Un exemple frappant est celui de la presqu'île des Poulains à Belle-Île-en-Mer. Mon projet a été soudainement dénaturé lorsqu’un responsable a jugé l’espace trop vide et a ajouté des panneaux et autres aménagements superflus. Cela a rapidement conduit à une vague d'interventions qui a déformé l'intention initiale. Pour vraiment inscrire un projet dans le temps, il est nécessaire de former les acteurs locaux et de co-construire avec eux. Si les habitants comprennent dès le départ les fondements du projet, il a plus de chances de s'inscrire durablement. Mais il y a aussi la variable du temps politique : un changement de maire peut bouleverser un projet.

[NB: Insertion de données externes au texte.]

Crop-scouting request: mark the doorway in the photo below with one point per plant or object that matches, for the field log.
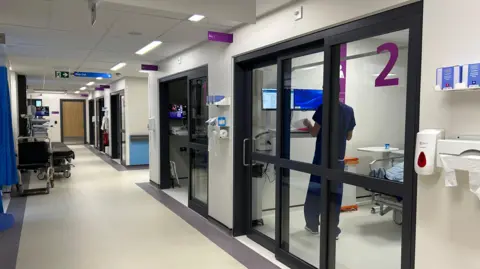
(91, 121)
(184, 139)
(100, 114)
(117, 106)
(309, 142)
(73, 119)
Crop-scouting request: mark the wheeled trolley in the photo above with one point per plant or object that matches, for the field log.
(35, 155)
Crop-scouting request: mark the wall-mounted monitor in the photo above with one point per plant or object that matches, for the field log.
(177, 111)
(269, 99)
(307, 99)
(42, 111)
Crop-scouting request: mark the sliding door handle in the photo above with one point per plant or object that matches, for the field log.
(244, 151)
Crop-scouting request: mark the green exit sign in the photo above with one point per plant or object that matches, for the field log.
(62, 74)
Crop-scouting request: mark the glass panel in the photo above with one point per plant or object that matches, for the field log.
(199, 166)
(305, 87)
(303, 208)
(199, 110)
(264, 105)
(370, 234)
(374, 88)
(122, 107)
(264, 122)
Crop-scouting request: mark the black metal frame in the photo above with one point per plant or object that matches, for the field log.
(84, 117)
(91, 113)
(99, 104)
(116, 122)
(165, 181)
(406, 17)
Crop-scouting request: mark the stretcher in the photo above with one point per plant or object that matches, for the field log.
(62, 159)
(386, 203)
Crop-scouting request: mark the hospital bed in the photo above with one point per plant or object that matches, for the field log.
(35, 154)
(62, 159)
(383, 203)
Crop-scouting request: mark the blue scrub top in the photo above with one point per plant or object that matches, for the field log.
(347, 124)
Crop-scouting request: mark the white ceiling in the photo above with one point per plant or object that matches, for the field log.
(47, 35)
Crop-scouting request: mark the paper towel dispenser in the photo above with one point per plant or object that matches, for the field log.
(464, 149)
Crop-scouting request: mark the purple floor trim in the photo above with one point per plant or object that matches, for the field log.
(10, 239)
(233, 247)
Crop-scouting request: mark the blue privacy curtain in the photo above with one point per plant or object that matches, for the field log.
(8, 161)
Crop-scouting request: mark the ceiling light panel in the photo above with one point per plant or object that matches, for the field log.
(148, 47)
(118, 66)
(196, 18)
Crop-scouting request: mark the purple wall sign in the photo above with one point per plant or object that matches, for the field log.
(343, 72)
(149, 67)
(381, 80)
(220, 37)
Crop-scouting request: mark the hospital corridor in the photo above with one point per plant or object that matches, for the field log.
(259, 134)
(103, 218)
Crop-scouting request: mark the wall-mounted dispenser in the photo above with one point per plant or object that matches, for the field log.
(426, 151)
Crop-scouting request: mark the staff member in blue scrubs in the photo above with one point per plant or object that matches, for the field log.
(312, 202)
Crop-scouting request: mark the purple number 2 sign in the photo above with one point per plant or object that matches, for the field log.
(382, 80)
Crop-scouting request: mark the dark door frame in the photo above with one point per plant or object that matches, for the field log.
(91, 113)
(98, 115)
(116, 123)
(164, 164)
(329, 40)
(84, 117)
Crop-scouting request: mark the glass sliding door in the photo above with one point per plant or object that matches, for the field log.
(262, 143)
(198, 132)
(373, 89)
(324, 136)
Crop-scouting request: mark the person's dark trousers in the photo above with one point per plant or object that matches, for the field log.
(313, 203)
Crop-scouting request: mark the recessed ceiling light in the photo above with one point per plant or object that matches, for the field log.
(196, 18)
(118, 66)
(148, 47)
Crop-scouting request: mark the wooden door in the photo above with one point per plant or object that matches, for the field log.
(73, 121)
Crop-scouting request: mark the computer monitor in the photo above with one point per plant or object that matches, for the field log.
(42, 111)
(269, 99)
(307, 99)
(176, 111)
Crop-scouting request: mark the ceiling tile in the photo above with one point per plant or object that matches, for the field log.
(150, 27)
(144, 11)
(25, 12)
(74, 15)
(16, 35)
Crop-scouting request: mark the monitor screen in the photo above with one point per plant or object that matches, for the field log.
(269, 99)
(307, 99)
(42, 111)
(176, 111)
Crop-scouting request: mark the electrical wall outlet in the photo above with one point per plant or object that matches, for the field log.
(298, 13)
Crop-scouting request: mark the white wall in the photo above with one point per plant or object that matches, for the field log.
(318, 14)
(448, 218)
(53, 102)
(136, 109)
(12, 78)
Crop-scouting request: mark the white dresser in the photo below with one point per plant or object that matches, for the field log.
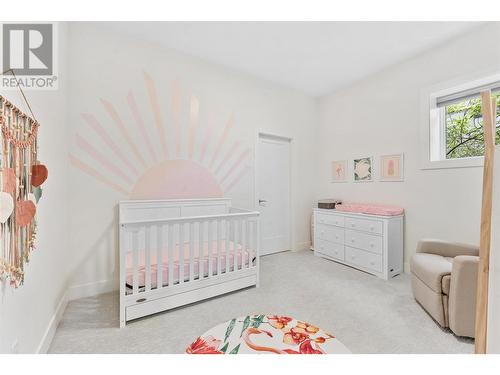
(370, 243)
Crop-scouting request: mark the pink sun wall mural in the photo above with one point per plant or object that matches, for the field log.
(186, 170)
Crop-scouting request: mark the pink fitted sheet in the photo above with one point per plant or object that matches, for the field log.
(242, 259)
(371, 209)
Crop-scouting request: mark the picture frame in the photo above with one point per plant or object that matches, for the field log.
(363, 169)
(392, 168)
(339, 170)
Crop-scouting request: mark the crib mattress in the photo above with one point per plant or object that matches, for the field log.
(242, 259)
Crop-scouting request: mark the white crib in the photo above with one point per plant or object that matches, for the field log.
(176, 252)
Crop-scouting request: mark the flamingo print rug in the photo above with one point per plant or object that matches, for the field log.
(266, 334)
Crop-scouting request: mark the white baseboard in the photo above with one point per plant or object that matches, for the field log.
(91, 289)
(44, 345)
(299, 246)
(407, 267)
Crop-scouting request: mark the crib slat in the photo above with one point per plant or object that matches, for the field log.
(228, 235)
(159, 256)
(181, 253)
(170, 258)
(219, 235)
(201, 228)
(135, 263)
(245, 251)
(191, 251)
(147, 256)
(210, 249)
(235, 245)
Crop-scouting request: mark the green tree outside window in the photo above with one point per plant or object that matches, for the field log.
(464, 128)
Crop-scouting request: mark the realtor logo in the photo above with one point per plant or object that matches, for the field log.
(28, 49)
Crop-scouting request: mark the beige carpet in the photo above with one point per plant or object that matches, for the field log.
(367, 314)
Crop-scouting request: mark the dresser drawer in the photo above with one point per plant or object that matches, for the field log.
(329, 219)
(363, 259)
(330, 233)
(330, 249)
(365, 225)
(364, 241)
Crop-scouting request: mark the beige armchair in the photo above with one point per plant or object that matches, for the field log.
(444, 280)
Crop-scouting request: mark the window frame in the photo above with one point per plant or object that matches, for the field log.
(433, 132)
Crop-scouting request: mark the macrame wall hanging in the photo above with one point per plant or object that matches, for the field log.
(21, 176)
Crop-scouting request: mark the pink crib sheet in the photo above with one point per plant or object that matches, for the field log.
(371, 209)
(243, 257)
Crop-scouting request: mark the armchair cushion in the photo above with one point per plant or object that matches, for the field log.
(445, 284)
(430, 269)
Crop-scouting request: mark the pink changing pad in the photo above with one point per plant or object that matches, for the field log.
(370, 209)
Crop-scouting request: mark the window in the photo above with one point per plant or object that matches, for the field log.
(463, 125)
(456, 135)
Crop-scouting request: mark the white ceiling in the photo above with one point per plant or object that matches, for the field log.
(314, 57)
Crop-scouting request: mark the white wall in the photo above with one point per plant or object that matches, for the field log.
(382, 115)
(108, 66)
(26, 312)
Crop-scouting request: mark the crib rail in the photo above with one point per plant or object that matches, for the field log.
(163, 253)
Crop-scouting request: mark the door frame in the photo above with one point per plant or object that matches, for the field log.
(284, 138)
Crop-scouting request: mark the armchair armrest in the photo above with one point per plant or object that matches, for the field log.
(462, 298)
(446, 249)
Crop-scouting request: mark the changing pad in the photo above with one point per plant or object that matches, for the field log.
(371, 209)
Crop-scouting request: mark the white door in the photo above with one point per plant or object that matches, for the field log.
(273, 193)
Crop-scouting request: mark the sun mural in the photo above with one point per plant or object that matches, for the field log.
(184, 171)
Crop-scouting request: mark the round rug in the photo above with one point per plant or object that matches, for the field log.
(254, 334)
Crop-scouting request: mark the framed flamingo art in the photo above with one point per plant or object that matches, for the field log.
(392, 167)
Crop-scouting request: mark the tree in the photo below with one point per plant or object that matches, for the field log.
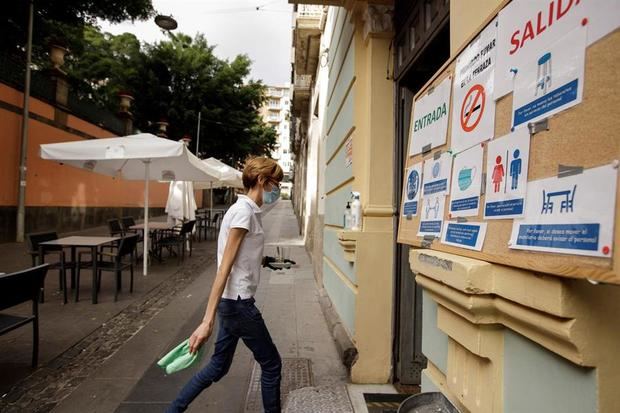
(174, 80)
(61, 21)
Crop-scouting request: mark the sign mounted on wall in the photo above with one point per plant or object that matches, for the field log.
(466, 182)
(431, 218)
(527, 28)
(413, 187)
(468, 235)
(507, 167)
(551, 83)
(429, 119)
(348, 155)
(570, 215)
(437, 175)
(473, 116)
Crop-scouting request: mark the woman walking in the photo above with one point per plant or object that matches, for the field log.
(239, 254)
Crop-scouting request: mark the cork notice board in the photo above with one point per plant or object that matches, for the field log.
(586, 135)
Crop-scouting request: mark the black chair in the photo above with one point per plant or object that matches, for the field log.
(214, 224)
(34, 241)
(126, 248)
(127, 223)
(177, 238)
(115, 227)
(202, 223)
(20, 287)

Travailler avec des entités comme le Conservatoire du littoral (10), dont la devise est “À tous et pour toujours”, permet de soustraire certains lieux à la pression des aménagements lourds. Avec eux, on peut s’inscrire dans la durée, ce qui est précieux.

Cela fait plus de 35 ans que je travaille avec le Conservatoire, et cela m'a permis de pérenniser des réflexions sur la sobriété et la transition écologique. Ce travail sur le long terme se reflète aussi dans la manière dont nous abordons la conception des espaces. Contrairement aux aménagements éphémères, certains éléments comme les modelés de terrain (11) ou les murs en pierre sèche perdurent dans le temps. Ces structures peuvent traverser les siècles. En étudiant les reliefs anciens, nous nous rendons parfois compte que certains aménagements datent de l’époque médiévale, gallo-romaine, voire néolithique, et il s'agit alors de les restaurer plutôt que de créer ex nihilo. Le rôle du paysagiste n’est pas de créer de nouveaux paysages, mais plutôt d’être un passeur, un prolongateur de l’esprit du lieu, ce 'genius loci' si puissant.

Nous passons beaucoup de temps, en solitaire d’abord, puis en équipe, à définir cet esprit avant de concevoir quoi que ce soit. Notre mission est de prolonger cet esprit pour que, dans un siècle ou plus, d'autres puissent continuer à l’apprécier. Ce prolongement n’implique pas une simple reproduction ; il s’agit d’une recréation qui respecte les racines du lieu. Nous ne partons jamais d’une page blanche. Ce choix de techniques simples, comme la pierre sèche ou le bois, ancre les projets dans une durabilité qui transcende les modes. Certaines tendances, comme l’utilisation du corten, sont déjà dépassées, alors que les techniques ancestrales, elles, perdurent.

En travaillant sur la géologie, nous nous ancrons dans une temporalité encore plus vaste, de l'ordre des centaines de milliers, voire des millions d'années. Les reliefs qui nous entourent sont le produit de processus géomorphologiques extrêmement anciens, et il est essentiel de les respecter dans nos interventions. C’est pourquoi la carte géologique est un document extraordinaire pour comprendre la relation entre les sols, les pierres et les techniques de modelage comme la pierre sèche. Elle nous permet de nous inscrire dans cette histoire millénaire et de concevoir des projets qui prennent en compte ce temps long.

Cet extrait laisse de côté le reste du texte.